En busca de su identidad como artista, en la que jamás tuvieron importancia los pocos intentos de adquirir formación académica, se radicó sucesivamente en varias localidades de Holanda y Bélgica, hasta llegar a París donde finalmente conoció a los impresionistas.
La vida bohemia y desenfrenada del París de la época le fascinó. Pero aunque trabó amistad con personajes de la talla de Gauguin y Tolouse-Lautrec, estuvo muy lejos de conseguir reconocimiento por su obra. Aunque se ha afirmado que nunca vendió una pintura, lo cierto es que sí consiguió colocar algunos de sus trabajos, aunque con ingresos pírricos. Durante todos estos años de penuria y soledad fue sostenido por su hermano Theo, a quien le unió un entrañable cariño, del que queda nutrida correspondencia que, por sí sola, le hubiera reservado un lugar en la historia de la literatura.
En París, destrozado por el alcohol y la mala alimentación, pero pintando febrilmente, resolvió un día buscar el sol del sur y, por sugerencia de su amigo Tolouse-Lautrec, viajó a Arles, en la costa del Mediterráneo, donde le siguió a los pocos meses su amigo Gauguin. Por aquella época, los accesos depresivos y las crisis de locura se hacían cada vez más frecuentes. Llegaron a su clímax el 24 de diciembre de 1889, cuando atacó a Gauguin con una navaja y más tarde, sólo en su habitación, se cortó una de sus orejas.

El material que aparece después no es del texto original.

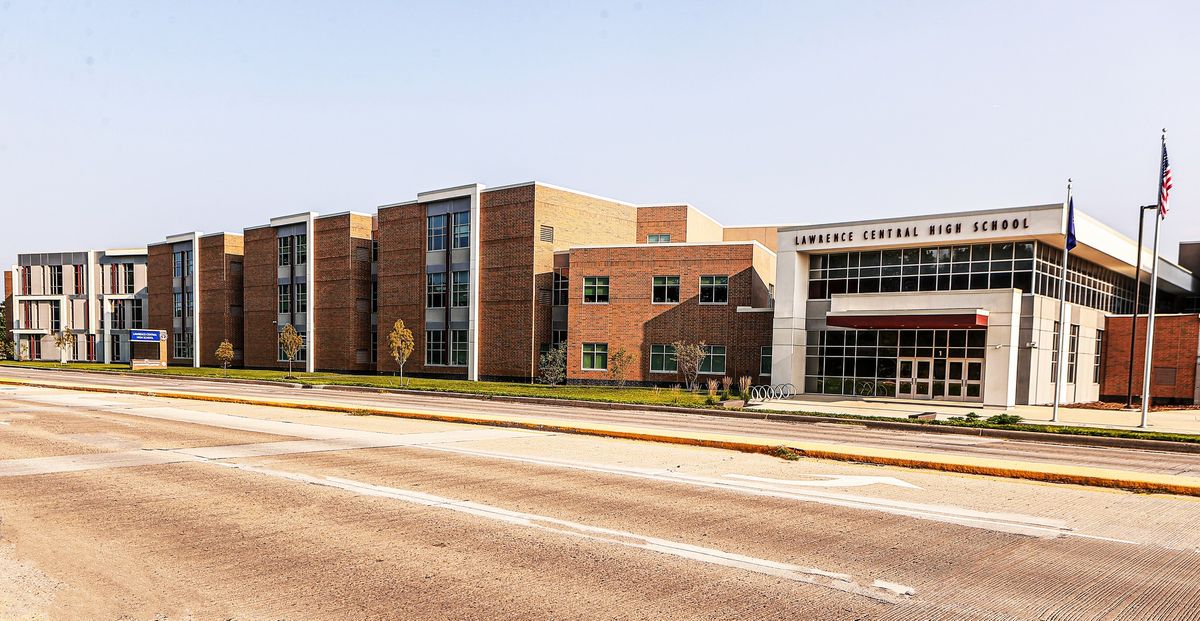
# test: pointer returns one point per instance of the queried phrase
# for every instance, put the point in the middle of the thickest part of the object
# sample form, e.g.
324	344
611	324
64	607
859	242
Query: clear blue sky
123	122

Ante la presión de los vecinos, fue internado en el hospital siquiátrico de Saint Remy donde, en sus intervalos lúcidos, continuo con la compulsión de pintar sin descanso la realidad que lo circundaba. Podría decirse que en cada obra dejaba la huella de su alterado estado interior. De ahí que se convirtiera, según los entendidos y tal vez sin proponérselo, en el primero de los expresionistas.

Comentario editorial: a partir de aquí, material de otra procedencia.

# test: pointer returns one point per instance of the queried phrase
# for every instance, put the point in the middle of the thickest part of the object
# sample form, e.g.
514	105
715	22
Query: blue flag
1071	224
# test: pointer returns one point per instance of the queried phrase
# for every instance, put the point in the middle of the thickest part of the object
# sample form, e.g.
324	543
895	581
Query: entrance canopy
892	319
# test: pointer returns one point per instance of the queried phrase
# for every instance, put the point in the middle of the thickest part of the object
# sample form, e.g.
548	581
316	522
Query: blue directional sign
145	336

Aparentemente recuperado, pasó el último año de su vida entre la locura y la lucidez, lo que no le impidió producir en ese período más de 200 cuadros. Finalmente, tras realizar una serie de deprimentes paisajes en los que se dibuja la tormenta interior que vivía, se disparó un balazo en el pecho. Era el 27 de julio de 1890. Moriría 3 días más tarde, en la más completa lucidez, fumando pipa tras pipa y convencido de que había hecho lo mejor para todos. Pronto le siguió el hermano querido, Theo, quien falleció 3 meses más tarde.
Aunque Van Gogh vivió una existencia errabunda, nunca tuvo verdadera libertad. Aunque sus obras se cotizan hoy en millones de dólares, muchas se perdieron en los basureros de quienes jamás comprendieron su arte. Sin embargo, la chispa del genio lo animaba. Cuando un amigo le pidió que le firmara una obra que le acababa de regalar, su respuesta fue profética: "Quizá vuelva un día para firmarlo. Pero en el fondo no hace falta, pues más adelante mi obra será reconocida y hasta se escribirá sobre mí una vez yo haya muerto".